In the foreword, Cosmin Dragomir tells us that it is not correct to start a text with a negation. Good advice and also a great opportunity for this trick phrase that allows me to state a negation without breaking the rules of style. So we were never really rich in culinary literature. Not that it hasn't been written - I'll fill the next two or three pages with titles and authors concerned with the subject. It will seem to you many and many and they are not all, for reasons of space and potential boredom I have given up enough. You'll say my theory doesn't hold up, and you might be right, but read to the end and maybe I'll convince you why another food book is needed.

So we regularly start with our first printed cookbooks (manuscripts from the 16th-17th centuries have limited circulation and we pretend it doesn't matter, I told you I don't want to bore you too much). The first therefore appears in 1695 and is in Hungarian; the second, in 1841 and is in Cyrillic; The cook book it has no official author, but credit goes to Sofia Tofeus.
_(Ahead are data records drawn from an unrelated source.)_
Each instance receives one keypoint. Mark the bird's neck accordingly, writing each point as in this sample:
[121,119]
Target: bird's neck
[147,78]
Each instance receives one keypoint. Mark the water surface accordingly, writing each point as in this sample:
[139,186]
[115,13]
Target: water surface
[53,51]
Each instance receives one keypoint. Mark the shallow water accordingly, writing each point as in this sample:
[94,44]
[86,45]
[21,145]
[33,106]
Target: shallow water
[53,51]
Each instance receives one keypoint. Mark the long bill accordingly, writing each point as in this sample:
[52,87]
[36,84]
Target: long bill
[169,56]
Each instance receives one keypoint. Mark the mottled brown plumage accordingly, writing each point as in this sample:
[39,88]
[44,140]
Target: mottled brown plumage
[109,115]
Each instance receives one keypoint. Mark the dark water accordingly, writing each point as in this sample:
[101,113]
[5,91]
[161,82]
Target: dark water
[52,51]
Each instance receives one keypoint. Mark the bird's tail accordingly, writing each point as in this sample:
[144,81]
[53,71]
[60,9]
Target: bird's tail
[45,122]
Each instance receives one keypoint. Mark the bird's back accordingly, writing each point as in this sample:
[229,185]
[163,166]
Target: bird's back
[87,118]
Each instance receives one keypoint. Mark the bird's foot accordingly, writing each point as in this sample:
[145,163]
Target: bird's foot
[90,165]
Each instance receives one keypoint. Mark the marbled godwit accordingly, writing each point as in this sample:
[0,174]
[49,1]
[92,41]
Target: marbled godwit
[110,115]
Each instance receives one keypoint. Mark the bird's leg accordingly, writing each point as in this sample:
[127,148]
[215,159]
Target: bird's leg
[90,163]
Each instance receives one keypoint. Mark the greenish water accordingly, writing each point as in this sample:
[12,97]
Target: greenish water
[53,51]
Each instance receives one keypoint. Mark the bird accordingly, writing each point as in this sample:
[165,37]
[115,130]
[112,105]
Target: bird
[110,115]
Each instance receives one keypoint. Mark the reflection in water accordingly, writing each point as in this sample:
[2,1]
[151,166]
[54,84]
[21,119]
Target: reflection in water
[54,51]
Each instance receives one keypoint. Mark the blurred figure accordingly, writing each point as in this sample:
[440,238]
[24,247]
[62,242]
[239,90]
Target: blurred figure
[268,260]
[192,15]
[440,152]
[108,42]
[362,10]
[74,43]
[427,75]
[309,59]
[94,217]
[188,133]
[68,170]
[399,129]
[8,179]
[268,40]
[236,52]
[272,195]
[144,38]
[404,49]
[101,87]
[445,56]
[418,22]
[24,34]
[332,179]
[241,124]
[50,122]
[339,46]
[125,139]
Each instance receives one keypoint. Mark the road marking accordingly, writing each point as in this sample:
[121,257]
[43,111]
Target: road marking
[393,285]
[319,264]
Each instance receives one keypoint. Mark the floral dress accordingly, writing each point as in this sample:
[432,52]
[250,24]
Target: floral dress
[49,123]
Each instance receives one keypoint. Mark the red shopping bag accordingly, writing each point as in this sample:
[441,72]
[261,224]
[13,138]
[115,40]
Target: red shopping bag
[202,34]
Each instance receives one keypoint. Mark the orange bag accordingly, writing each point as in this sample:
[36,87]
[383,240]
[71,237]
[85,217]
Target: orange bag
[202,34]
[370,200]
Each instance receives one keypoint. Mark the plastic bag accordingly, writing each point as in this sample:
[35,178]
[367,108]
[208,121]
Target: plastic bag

The other one is written by the Moldavians Kogălniceanu and Negruzzi, who initially do not sign it, embarrassed and aware that two boyars, men and educated in Paris, who deal with "200 tried-and-tested recipes for dishes, cakes and other household tasks" will not attract benevolent looks. It is, however, the era of great political and social changes, the revolution is knocking on the door, women are emerging décolletéFrench people, young people, tight German clothes, so the two authors quickly change their minds and assume authorship, aware, you already know, that they will make a "terrible revolution in the way of making fritters and dumplings" and hoping that the future will recognize them at least as "introducers of culinary art in Moldova". In this atmosphere of urgent westernization, the cookbook also lays a brick in the foundation of the new society.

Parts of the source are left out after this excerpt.